José Eduardo Barella
O enredo da telenovela de maior
sucesso na Índia reflete um dilema atual no país:
a atriz principal interpreta uma jovem de beleza impecável
mas atormentada pelo temor de não conseguir namorado devido
ao tom escuro de sua pele. Apesar de a cútis achocolatada
predominar entre o 1 bilhão de habitantes do país,
o drama está longe de ser artificial. Símbolo milenar
de status social na Ásia, a pele clara virou uma obsessão
indiana. Nos últimos cinco anos, as clínicas de estética
que oferecem serviços de clareamento de pele tornaram-se
comuns como os salões de beleza. Nesse período, a
venda de cosméticos carregados de substâncias que provocam
despigmentação aumentou 65%. Não se trata de
um modismo feminino. Três em cada dez produtos clareadores
são vendidos para homens. Nos anúncios de agências
matrimoniais, comuns na Índia, a descrição
"pele clara" aparece com destaque.
Vários fatores contribuíram
para a febre do branqueamento. O primeiro é histórico.

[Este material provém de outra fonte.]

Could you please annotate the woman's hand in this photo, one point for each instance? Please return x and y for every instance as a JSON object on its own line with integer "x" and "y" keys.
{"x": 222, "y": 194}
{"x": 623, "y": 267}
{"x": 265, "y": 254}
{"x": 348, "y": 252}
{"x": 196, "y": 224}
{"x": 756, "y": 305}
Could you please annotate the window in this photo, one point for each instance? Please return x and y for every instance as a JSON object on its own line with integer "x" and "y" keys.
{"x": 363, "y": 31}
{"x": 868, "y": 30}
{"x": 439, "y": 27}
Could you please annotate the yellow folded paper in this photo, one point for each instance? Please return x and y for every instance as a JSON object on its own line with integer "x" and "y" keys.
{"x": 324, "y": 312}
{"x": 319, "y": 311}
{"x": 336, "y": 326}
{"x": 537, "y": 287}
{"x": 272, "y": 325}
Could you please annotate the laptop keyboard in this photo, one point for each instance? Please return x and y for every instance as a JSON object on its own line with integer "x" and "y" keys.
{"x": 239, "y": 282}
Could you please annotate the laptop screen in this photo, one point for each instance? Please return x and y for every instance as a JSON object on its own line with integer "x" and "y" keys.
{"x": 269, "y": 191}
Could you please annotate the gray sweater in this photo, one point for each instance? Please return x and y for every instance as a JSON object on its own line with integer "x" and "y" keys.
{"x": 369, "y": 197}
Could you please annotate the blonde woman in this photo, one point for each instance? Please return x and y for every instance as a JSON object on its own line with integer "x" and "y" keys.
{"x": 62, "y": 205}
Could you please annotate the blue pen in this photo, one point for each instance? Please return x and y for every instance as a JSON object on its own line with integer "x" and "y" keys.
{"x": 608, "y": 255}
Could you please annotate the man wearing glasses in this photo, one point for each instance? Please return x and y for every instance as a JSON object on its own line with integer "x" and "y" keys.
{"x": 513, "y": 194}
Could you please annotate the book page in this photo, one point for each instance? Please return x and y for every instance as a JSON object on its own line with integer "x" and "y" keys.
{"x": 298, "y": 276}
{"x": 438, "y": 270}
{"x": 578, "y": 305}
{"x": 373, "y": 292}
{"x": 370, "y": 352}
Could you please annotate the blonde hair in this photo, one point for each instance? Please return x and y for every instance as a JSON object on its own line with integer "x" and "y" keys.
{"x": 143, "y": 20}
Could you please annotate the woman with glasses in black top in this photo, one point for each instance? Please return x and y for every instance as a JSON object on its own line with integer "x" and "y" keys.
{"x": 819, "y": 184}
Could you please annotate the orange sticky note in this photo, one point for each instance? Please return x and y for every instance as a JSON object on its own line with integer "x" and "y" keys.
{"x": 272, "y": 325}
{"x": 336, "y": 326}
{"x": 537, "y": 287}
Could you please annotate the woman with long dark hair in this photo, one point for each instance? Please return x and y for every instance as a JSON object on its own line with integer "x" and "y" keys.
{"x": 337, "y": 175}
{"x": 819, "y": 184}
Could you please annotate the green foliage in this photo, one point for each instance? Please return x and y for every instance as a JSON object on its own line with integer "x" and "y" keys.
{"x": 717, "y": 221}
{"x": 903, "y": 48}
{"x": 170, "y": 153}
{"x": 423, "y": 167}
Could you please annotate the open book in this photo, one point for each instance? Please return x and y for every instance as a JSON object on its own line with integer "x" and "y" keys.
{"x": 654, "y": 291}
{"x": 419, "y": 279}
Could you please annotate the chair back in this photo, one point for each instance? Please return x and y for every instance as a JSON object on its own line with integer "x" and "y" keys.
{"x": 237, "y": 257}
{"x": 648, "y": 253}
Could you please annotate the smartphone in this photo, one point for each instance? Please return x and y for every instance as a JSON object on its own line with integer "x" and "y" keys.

As castas do hinduísmo foram forjadas por tribos indo-européias
que migraram para o norte do subcontinente há 3.500 anos
e expulsaram para o sul os habitantes originais, de pele mais escura.
Ainda que hoje seja difícil diferenciar as 3.000 castas e
25.000 subcastas apenas pela aparência física, os dalits,
ou párias, a classe mais baixa, estão entre os indianos
de pele mais escura. Por fim, como em qualquer parte do mundo, as
mulheres da Índia espelham-se nas top models internacionais.
"O padrão de beleza da indústria cultural americana
influenciou as indianas", disse a VEJA a antropóloga americana
Sarah Lamb, da Universidade Brandeis, nos Estados Unidos, especialista
em cultura hinduísta. O tom de pele mais invejado na Índia
é a palidez da atriz Aishwarya Rai, a maior estrela de Bollywood,
o equivalente local de Hollywood.
Até bem pouco tempo atrás
nada podia ser feito em relação à cor com a
qual se nascia. Não é mais assim devido à combinação
dos recursos oferecidos pela farmacologia e de mudanças na
sociedade indiana. Na última década, a abertura da
economia criou uma sólida classe média de 150 milhões
de pessoas, com dinheiro para gastar em cuidados estéticos.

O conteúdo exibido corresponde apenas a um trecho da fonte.